Non si parla sempre di persone. A volte si usa semplicemente al posto di numeroso, sempre davanti a “numero” o “gruppo“, e simili.
Si usa quasi sempre per dire che questa numerosità è abbastanza elevata per rappresentare gli interessi di questo gruppo o per destare preoccupazione.
Un nutrito numero di cinghiali oggi ha invaso la piazza del paese.
Evidentemente erano parecchi cinghiali, che, visto il loro numero, facevano paura, rappresentavano un pericolo. Si poteva anche dire molti cinghiali, parecchi, tanti, svariati, numerosi cinghiali, un numero elevato, ma la numerosità non è l’unica cosa che conta in questa frase.

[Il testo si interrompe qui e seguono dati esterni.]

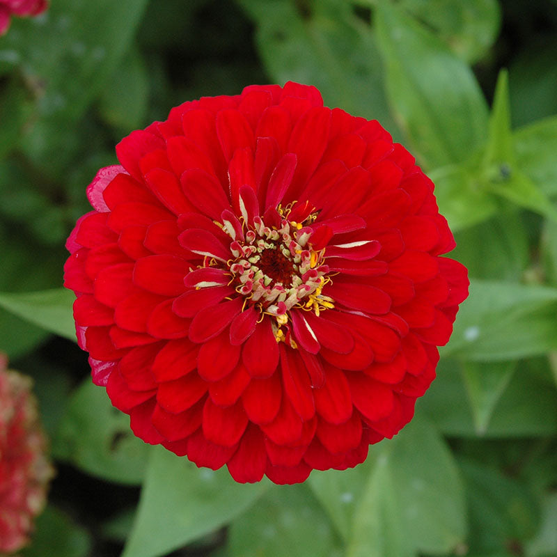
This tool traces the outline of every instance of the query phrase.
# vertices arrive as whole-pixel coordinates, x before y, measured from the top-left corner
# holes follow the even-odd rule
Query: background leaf
[[[266,487],[265,482],[237,484],[226,470],[199,469],[153,448],[123,557],[158,557],[185,545],[244,512]]]

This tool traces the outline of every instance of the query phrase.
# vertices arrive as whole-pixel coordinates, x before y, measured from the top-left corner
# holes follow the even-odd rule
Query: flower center
[[[222,225],[233,239],[232,258],[227,262],[230,283],[247,304],[276,317],[278,327],[288,322],[287,312],[294,307],[317,315],[334,307],[332,299],[322,295],[330,281],[329,267],[323,264],[324,251],[313,249],[313,230],[304,226],[304,222],[311,224],[315,216],[308,214],[297,223],[289,220],[290,213],[290,210],[279,207],[269,217],[274,223],[270,226],[261,217],[255,217],[251,225],[235,217]]]

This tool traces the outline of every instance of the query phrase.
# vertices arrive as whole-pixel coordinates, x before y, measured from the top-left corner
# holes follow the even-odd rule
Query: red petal
[[[361,418],[356,412],[340,424],[330,424],[320,420],[316,434],[323,446],[331,453],[346,453],[357,447],[362,434]]]
[[[208,441],[230,447],[240,441],[247,425],[248,417],[241,404],[222,408],[207,397],[203,407],[203,428]]]
[[[290,399],[285,395],[273,421],[260,427],[274,443],[286,445],[295,443],[301,437],[302,420],[295,411]]]
[[[252,377],[269,377],[278,364],[278,346],[270,319],[264,319],[244,344],[242,358]]]
[[[101,304],[116,308],[136,290],[132,280],[133,270],[133,263],[120,263],[100,270],[95,279],[95,297]]]
[[[197,356],[197,371],[205,381],[219,381],[236,367],[240,347],[232,345],[228,339],[229,332],[225,330],[201,345]]]
[[[207,441],[200,428],[187,439],[187,457],[198,466],[217,470],[230,460],[236,446],[223,447]]]
[[[185,290],[184,277],[189,264],[175,256],[150,256],[138,260],[134,283],[153,294],[179,296]]]
[[[276,207],[282,201],[294,178],[296,164],[296,155],[292,152],[286,153],[278,161],[269,180],[265,197],[265,211],[269,207]]]
[[[206,267],[196,269],[186,275],[184,284],[190,288],[207,288],[230,282],[230,276],[221,269]]]
[[[184,292],[174,300],[172,311],[181,317],[193,317],[204,308],[216,306],[234,293],[231,286],[212,286]]]
[[[194,210],[184,196],[182,186],[173,173],[162,168],[153,168],[146,175],[145,181],[155,195],[175,214]]]
[[[198,312],[189,326],[190,340],[205,343],[217,336],[242,311],[243,304],[242,298],[235,298]]]
[[[156,338],[180,338],[187,336],[189,320],[178,317],[172,311],[175,300],[171,299],[159,304],[147,322],[147,332]]]
[[[237,110],[221,110],[217,113],[217,135],[224,157],[229,161],[237,149],[256,148],[253,131],[245,116]]]
[[[339,354],[348,354],[354,348],[354,338],[350,331],[329,321],[327,313],[317,317],[308,311],[305,317],[322,345]]]
[[[159,350],[152,363],[152,371],[157,381],[179,379],[197,367],[199,345],[187,338],[171,340]]]
[[[300,418],[311,419],[315,413],[315,405],[304,361],[293,349],[287,349],[281,343],[281,364],[285,393]]]
[[[244,409],[250,421],[265,424],[278,412],[282,400],[281,376],[274,373],[267,379],[252,379],[242,395]]]
[[[381,420],[393,411],[394,403],[391,387],[363,373],[350,373],[347,378],[354,405],[368,420]]]
[[[187,170],[180,177],[182,187],[190,203],[203,214],[219,219],[230,201],[217,178],[201,168]]]
[[[191,435],[201,425],[203,406],[196,404],[184,412],[167,412],[159,405],[155,407],[152,425],[168,441],[180,441]]]
[[[230,344],[243,344],[256,330],[259,315],[253,306],[236,315],[230,323]]]
[[[209,385],[209,394],[217,406],[230,406],[240,398],[249,382],[244,364],[239,363],[226,377]]]
[[[234,456],[226,463],[230,476],[240,483],[258,482],[267,465],[263,435],[259,428],[250,424],[242,437]]]
[[[162,296],[138,290],[116,306],[114,322],[122,329],[146,333],[149,315],[164,299]]]
[[[143,175],[139,159],[150,151],[164,147],[164,141],[156,135],[143,130],[132,132],[116,146],[116,156],[122,166],[140,182]]]
[[[81,327],[102,327],[114,322],[114,311],[84,295],[74,302],[74,319]]]
[[[313,173],[327,148],[330,127],[328,108],[310,109],[296,123],[288,142],[288,152],[295,153],[298,159],[292,188],[306,184]]]
[[[391,298],[383,290],[367,284],[335,281],[324,288],[335,304],[367,313],[386,313],[391,309]]]
[[[304,312],[299,310],[290,311],[292,329],[297,342],[311,354],[317,354],[321,346],[315,333],[306,321]]]
[[[352,414],[352,400],[345,374],[326,364],[325,382],[313,391],[317,414],[329,423],[343,423]]]
[[[180,243],[186,249],[203,257],[214,258],[220,261],[230,258],[230,251],[222,242],[202,228],[191,228],[179,236]]]
[[[191,408],[207,393],[208,384],[197,373],[165,381],[159,385],[157,402],[167,411],[180,414]]]

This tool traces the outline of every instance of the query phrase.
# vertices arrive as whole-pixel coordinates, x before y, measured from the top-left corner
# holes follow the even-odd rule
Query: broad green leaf
[[[141,483],[149,446],[136,437],[130,418],[114,408],[104,389],[86,379],[72,396],[52,440],[54,456],[89,474]]]
[[[387,453],[387,454],[385,454]],[[412,557],[414,548],[405,531],[402,509],[397,498],[392,462],[385,451],[377,457],[368,480],[363,486],[354,519],[347,557]]]
[[[159,557],[220,528],[267,484],[236,483],[224,469],[198,469],[162,447],[151,451],[134,527],[122,557]]]
[[[340,557],[332,524],[308,488],[272,486],[228,530],[230,557]]]
[[[557,555],[557,493],[546,495],[542,519],[535,538],[526,543],[527,557]]]
[[[557,433],[557,391],[547,361],[520,362],[493,410],[487,439],[547,437]],[[535,402],[533,402],[535,401]],[[461,363],[441,359],[433,384],[418,400],[418,414],[450,437],[476,438]]]
[[[524,483],[479,462],[462,459],[472,550],[496,551],[509,539],[526,540],[537,529],[540,508]]]
[[[499,205],[484,191],[475,162],[441,166],[428,174],[435,184],[439,212],[453,232],[473,226],[497,212]]]
[[[478,435],[485,433],[495,405],[508,386],[517,364],[515,360],[463,362],[464,384]]]
[[[147,123],[148,77],[141,53],[133,49],[126,53],[114,72],[112,86],[102,91],[99,111],[104,121],[116,129],[117,136],[121,137]]]
[[[442,355],[494,361],[557,350],[557,289],[472,281]]]
[[[557,113],[557,40],[554,33],[535,36],[518,49],[509,67],[515,125]]]
[[[379,3],[388,97],[428,168],[460,162],[487,133],[487,107],[470,68],[398,6]]]
[[[322,0],[302,13],[292,0],[238,1],[257,24],[258,49],[274,81],[315,85],[327,106],[393,132],[375,36],[348,2]]]
[[[65,288],[42,292],[0,292],[0,307],[45,330],[75,342],[72,304],[75,296]]]
[[[465,265],[474,278],[519,282],[530,265],[526,226],[518,210],[460,230],[455,240],[450,257]]]
[[[496,0],[403,0],[401,3],[469,63],[485,56],[497,37],[501,10]]]
[[[52,505],[36,519],[31,544],[22,557],[87,557],[93,545],[88,532]]]
[[[508,78],[505,70],[499,73],[497,81],[485,157],[487,191],[557,221],[557,210],[553,203],[517,164],[510,130]]]
[[[61,174],[79,144],[68,141],[113,74],[133,38],[147,0],[57,0],[41,17],[13,22],[0,38],[3,53],[16,52],[36,113],[21,141],[39,166]]]
[[[518,168],[546,195],[557,194],[557,116],[517,130],[514,134]]]
[[[349,557],[444,554],[462,543],[462,483],[435,427],[414,419],[375,450],[379,454],[355,513]]]
[[[345,542],[350,538],[359,498],[372,469],[372,455],[365,463],[347,470],[315,470],[307,480]]]

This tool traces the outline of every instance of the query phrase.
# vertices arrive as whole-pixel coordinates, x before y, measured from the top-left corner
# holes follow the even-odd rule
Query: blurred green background
[[[354,470],[238,485],[144,446],[90,384],[63,244],[123,136],[185,100],[289,79],[416,155],[472,285],[400,435]],[[58,469],[24,554],[556,557],[556,197],[554,0],[52,0],[14,19],[0,350],[35,379]]]

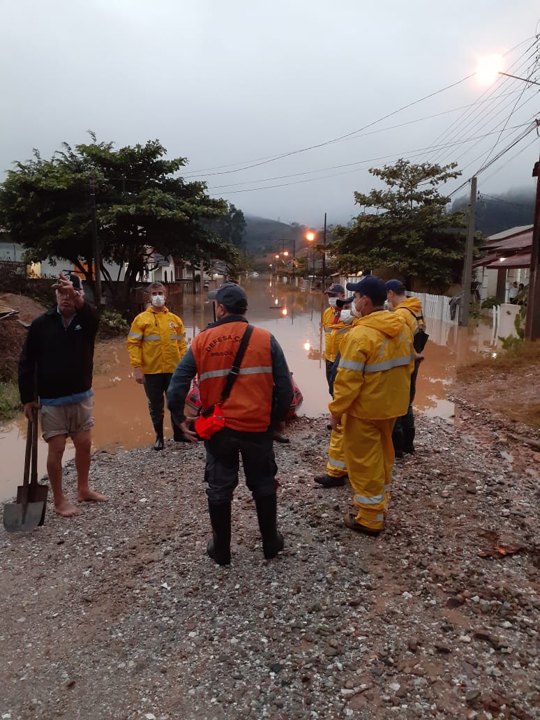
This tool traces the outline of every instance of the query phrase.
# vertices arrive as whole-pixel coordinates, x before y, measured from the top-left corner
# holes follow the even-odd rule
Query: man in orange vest
[[[167,390],[173,419],[192,442],[198,437],[184,413],[192,379],[199,375],[203,412],[220,403],[228,376],[248,328],[243,288],[227,282],[208,293],[215,301],[216,322],[193,339]],[[204,441],[204,480],[212,538],[207,552],[219,565],[230,563],[230,507],[238,485],[239,456],[251,491],[263,541],[270,559],[283,549],[276,528],[274,421],[284,420],[292,398],[291,374],[279,344],[266,330],[253,328],[239,363],[230,395],[220,405],[225,427]]]

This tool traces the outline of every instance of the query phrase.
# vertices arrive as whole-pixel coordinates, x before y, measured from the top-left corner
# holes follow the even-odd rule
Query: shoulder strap
[[[222,402],[223,402],[224,400],[226,400],[230,395],[231,388],[233,387],[233,384],[240,372],[240,366],[242,362],[242,359],[244,356],[246,348],[248,346],[248,343],[249,342],[249,338],[251,337],[253,331],[253,326],[252,325],[248,325],[244,334],[242,336],[242,340],[240,341],[240,347],[238,348],[238,351],[236,354],[236,357],[233,361],[233,366],[229,371],[229,374],[227,376],[227,382],[225,384],[223,392],[221,393]]]

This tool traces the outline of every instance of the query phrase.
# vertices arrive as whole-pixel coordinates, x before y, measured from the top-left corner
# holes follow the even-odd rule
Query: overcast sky
[[[213,196],[285,222],[346,222],[368,168],[400,157],[457,160],[451,191],[540,117],[538,86],[464,80],[499,53],[540,81],[539,19],[538,0],[0,0],[0,179],[91,129],[158,138]],[[531,187],[539,149],[534,130],[480,192]]]

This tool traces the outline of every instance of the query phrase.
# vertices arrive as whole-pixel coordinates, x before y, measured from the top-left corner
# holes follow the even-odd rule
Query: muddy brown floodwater
[[[326,300],[318,294],[301,292],[268,279],[248,281],[246,285],[248,317],[255,325],[272,333],[284,349],[290,369],[304,396],[300,415],[315,417],[328,410],[329,395],[321,358],[323,336],[321,311]],[[204,297],[186,299],[180,309],[188,341],[194,333],[213,320],[212,304]],[[491,324],[457,328],[426,319],[430,340],[417,383],[415,410],[457,422],[454,403],[446,399],[446,390],[455,378],[455,370],[479,352],[496,350]],[[133,379],[124,340],[97,345],[94,379],[95,391],[93,431],[94,450],[130,449],[153,442],[146,396]],[[13,496],[22,482],[27,423],[21,415],[0,428],[0,500]],[[166,418],[166,437],[171,436],[170,418]],[[65,455],[73,457],[68,443]],[[46,445],[40,440],[38,472],[46,472]]]

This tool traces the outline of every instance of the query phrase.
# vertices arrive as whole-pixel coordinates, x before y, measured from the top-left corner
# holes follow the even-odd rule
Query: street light
[[[308,243],[312,243],[315,238],[315,233],[310,230],[309,233],[306,233],[305,239]],[[323,279],[322,279],[322,287],[323,292],[324,292],[325,284],[326,282],[326,213],[325,212],[325,224],[324,229],[323,230]],[[315,248],[313,249],[313,278],[315,279]]]

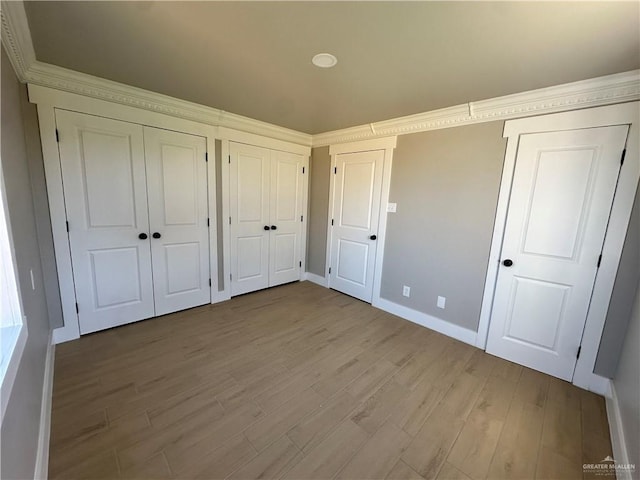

Più raramente, si usa anche solo per non ricorrere a termini come numeroso, numerosi, molti, tanti, che danno appunto solamente l’idea del numero elevato, senza aggiungere altro.
Se dico ad esempio:
Nel Friuli Venezia Giulia ci sono delle valli ricche di fauna: cervi, camosci, tassi, caprioli, che si sommano a un nutrito numero di uccelli tipici dei boschi.
Nutrito quindi è meno freddo come aggettivo, perché non contiene solo il concetto di numerosità.
Qui possiamo quindi ricollegarci al senso del verbo nutrire. Anche la nutrizione serve a dare forza, a vivere o a sopravvivere.
Ecco allora che un nutrito gruppo di persone, sebbene non indichi delle persone che sono state nutrite, alimentate, ugualmente ci dà l’idea di un gruppo che ha una certa importanza, forza, dati dalla numerosità del gruppo.
D’altronde, cone afferma un famoso proverbio, l’unione fa la forza!